According to the South African Reserve Bank’s latest Prudential Authority Annual Report, in 2022 the country’s five life captive cells wrote R16.7 billion, and its six non-life captive cells R30 billion, totalling around R46.7 billion ($2.5 billion).

This is a stark contrast to 2021 when five life cells wrote R13.9 billion and seven non-life captive cells wrote R28.5 billion for about R42.5 billion ($2.3 billion).

In addition, South Africa’s non-cellular captives increased premium from around R1.1 billion ($72 million) to R1.5 billion ($93 million), and Dubai captives increased premium from $36 million to $60 million as MEA premium was estimated to have risen to $2.7 billion in 2022, from $2.4 billion the previous year.

APAC

In APAC, the performance was more moderate with captive premiums projected to have remained stable in 2022 at $3,082 million (2021: $3,085 million).

This projection is somewhat limited due to lacking Singapore’s 2022 captive premium figure, and it’s worth noting Marsh did report in its 2023 Captive Benchmarking report a 46% uptick in premium growth among its Singapore-domiciled clients between 2020 and 2022.

However, in other APAC countries captive premiums did reduce, notably in China by about $35 million.

And even in Labuan, which had the most new formations in the region, with four captives plus a cell captive approved, the premium only grew by $2 million.

The APAC region had a total of 12 new formations overall, and net growth in captive numbers of six.

Strategic role

However, George McGhie, strategic adviser for Asia Pacific at Artex, is positive about the progress being made in the region and says he looks past the number of captives when considering growth and focuses on how captives are being used.

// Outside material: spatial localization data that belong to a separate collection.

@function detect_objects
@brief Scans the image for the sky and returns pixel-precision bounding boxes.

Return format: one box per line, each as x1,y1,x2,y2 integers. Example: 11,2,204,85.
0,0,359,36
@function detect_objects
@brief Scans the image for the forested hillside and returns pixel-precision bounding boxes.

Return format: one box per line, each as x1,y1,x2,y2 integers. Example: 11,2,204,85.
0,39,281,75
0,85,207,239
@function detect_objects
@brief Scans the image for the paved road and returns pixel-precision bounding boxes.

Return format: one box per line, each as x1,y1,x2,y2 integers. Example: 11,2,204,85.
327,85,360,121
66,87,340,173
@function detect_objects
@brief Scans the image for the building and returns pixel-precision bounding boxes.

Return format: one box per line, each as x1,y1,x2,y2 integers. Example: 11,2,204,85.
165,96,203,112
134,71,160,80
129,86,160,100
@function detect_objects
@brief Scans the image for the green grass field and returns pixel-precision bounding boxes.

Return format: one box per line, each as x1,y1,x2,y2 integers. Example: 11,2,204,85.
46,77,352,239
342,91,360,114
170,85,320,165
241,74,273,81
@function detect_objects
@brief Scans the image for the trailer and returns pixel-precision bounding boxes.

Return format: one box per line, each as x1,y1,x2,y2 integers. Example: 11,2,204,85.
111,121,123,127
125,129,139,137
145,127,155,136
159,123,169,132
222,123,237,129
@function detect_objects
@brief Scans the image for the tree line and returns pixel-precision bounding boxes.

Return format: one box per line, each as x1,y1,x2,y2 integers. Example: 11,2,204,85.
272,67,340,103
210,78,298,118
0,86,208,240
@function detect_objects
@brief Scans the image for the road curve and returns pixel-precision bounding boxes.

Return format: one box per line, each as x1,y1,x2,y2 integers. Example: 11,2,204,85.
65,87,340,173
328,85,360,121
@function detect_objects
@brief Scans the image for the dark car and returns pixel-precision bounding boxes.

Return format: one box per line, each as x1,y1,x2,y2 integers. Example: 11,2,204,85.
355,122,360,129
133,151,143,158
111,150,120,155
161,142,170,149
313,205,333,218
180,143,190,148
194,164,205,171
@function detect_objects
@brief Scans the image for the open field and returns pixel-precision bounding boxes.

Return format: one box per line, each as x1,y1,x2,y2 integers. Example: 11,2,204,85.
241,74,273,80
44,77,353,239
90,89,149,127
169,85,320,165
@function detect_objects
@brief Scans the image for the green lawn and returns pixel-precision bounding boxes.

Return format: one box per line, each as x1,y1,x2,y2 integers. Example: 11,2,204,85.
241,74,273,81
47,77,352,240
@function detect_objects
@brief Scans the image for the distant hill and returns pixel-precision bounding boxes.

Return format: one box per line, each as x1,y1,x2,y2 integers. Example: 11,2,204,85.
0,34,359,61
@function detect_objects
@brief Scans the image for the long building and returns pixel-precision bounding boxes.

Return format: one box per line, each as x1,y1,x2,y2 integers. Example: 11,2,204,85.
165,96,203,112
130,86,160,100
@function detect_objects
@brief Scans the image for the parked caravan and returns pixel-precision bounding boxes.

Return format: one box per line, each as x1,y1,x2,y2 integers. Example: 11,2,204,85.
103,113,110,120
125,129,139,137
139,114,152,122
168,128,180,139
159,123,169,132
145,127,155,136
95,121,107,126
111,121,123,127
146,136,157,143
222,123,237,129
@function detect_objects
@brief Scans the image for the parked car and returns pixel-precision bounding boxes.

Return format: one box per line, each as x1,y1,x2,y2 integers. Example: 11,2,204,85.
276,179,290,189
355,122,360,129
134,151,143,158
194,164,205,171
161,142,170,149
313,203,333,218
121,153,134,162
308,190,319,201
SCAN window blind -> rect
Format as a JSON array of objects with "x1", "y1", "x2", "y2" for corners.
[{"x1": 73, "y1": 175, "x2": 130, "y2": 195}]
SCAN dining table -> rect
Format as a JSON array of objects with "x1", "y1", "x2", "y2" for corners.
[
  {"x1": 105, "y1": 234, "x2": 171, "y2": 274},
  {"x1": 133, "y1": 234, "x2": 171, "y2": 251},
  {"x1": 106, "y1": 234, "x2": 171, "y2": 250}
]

“I think [captives] are being used in far more significant and strategic ways than may have been the case in the past – as they help clients come to terms with rapidly developing risk and insurance market challenges,” he says. “Singapore and Labuan have solid client bases but in terms of captive numbers there’s a big gap to the established domiciles either side of the Atlantic. However, as their captive sectors are part of a broader objective for their international financial services, development is probably better defined in those terms.”

Captive-related developments have helped in that goal, McGhie adds, such as insurance-linked securities (ILS) in Singapore and PCCs in Labuan – an area McGhie thinks Singapore should also develop to support both captive and ILS growth.

“The focus is less on outright captive numbers than on the role captive techniques can play in more sophisticated approaches to risk finance in the face of ongoing challenges,” he says. “The need for experienced providers of advice and services in support of those developments, will definitely support overall growth.”

Attractive offering

The Pan-Asia Risk and Insurance Management Association is supporting the formation of a new APAC captive owners association this year, starting with a Singapore chapter and then expanding into other domiciles.

McGhie says this will provide much needed peer-to-peer support for existing and potential captive owners.

With this, he believes it can build on the strong local infrastructure in the region, including local and global insurance and reinsurance markets, managers, accountants and experienced consultants.

These features, he says, are attractive to captive owners wherever the parent is based. For these reasons, he is positive about the role of the region’s domiciles and their captive offerings for clients globally.

“The focus of countries like Singapore with its recently developed MAS Global Asia Insurance Partnership initiative is on providing services to support the risk needs of organisations, wherever they are based,” he adds. “Captives and related techniques are a key component of potential solutions and will continue to receive support and investment in the key sectors. There will also be an increasing focus on sustainability in risk finance, and Singapore is very much a leader in this regard.”